United States Federal Employees Must Now Disclose Crypto Holdings Under New Mandate: In a move that will affect some 2 mln employees, the US Office of Government Ethics now requires that federal employees disclose their crypto investments. The new guidance will affect federal executive branch employees, and though it asks for full disclosure of crypto investments, it does not recognize cryptocurrencies as legal tender. “Filers report their holdings in a virtual currency if the value of the virtual currency holding exceeded $1,000 at the end of the reporting period or if the income produced by the virtual currency holding exceeded $200 during the reporting period. Filers are required to identify the name of the virtual currency, and, if held through an exchange or platform, the exchange or platform on which it is held,” the policy reads.

Denver Post Journalists, Editor Ditch Paper to Start Blockchain-Based Publication: A crew of writers and editors from the Denver Post are fed-up with a work environment in decline and a change of management. So they decided to start their own online publication with assistance from Civil, a ConsenSys-backed project. The Colorado Sun hopes to become “a community-supported, journalist-owned team focused on investigative, explanatory and narrative journalism for a state in the midst of a massive evolution.” To achieve this goal, it will use Civil’s blockchain to store data, run on an ad-free revenue model, and will rely on subscriptions and local support to subsist. The publication has a Kickstarter campaign that has already superseded its goal of $75,000.

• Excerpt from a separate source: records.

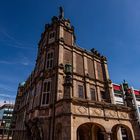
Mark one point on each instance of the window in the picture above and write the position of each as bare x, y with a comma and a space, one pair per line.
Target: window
139, 109
92, 94
103, 95
80, 91
52, 35
49, 60
46, 92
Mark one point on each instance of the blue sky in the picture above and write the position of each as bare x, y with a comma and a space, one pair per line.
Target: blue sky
112, 27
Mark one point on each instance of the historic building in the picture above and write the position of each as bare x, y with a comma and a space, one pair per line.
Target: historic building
68, 95
6, 112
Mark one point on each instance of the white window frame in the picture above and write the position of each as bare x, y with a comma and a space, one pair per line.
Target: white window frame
47, 93
50, 60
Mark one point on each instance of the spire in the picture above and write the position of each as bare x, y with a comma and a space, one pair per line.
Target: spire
61, 12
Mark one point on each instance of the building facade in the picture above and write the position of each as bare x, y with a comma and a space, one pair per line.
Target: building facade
6, 112
68, 95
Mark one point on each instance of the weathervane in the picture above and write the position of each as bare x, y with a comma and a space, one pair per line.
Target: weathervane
61, 12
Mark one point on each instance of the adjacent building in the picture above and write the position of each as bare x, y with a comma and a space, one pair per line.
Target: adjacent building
69, 95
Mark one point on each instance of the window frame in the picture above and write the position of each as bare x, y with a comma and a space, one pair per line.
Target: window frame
92, 89
46, 93
50, 60
82, 89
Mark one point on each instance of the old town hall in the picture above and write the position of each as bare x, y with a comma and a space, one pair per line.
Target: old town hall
68, 95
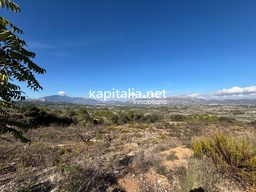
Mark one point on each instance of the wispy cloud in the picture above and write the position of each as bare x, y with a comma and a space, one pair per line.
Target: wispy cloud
62, 93
92, 38
231, 93
39, 45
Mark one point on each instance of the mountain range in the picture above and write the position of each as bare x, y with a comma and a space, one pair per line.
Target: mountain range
173, 100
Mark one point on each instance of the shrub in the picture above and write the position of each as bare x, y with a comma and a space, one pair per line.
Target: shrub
235, 157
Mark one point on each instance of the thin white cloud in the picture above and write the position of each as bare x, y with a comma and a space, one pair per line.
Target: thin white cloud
93, 38
62, 93
39, 45
231, 93
237, 91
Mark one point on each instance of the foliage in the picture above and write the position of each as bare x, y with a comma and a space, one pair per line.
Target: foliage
231, 156
15, 64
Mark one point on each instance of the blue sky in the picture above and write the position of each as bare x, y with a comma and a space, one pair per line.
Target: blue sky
191, 47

 SEC Receives Additional Court Orders to Freeze Funds Linked to PlexCoin: The United States SEC has received yet another emergency court order to freeze the account of Dominic Lacroix, PlexCorps’ owner and the founder of the PlexCoin ICO. The SEC sued Lacroix in December of last year for securities fraud after the PlexCoin ICO raised $15 mln and promised investment returns upwards of 1,000% in under a month. Now, the SEC is probing Lacroix’s use of secret bank accounts he may have used to scatter the funds he received from investors.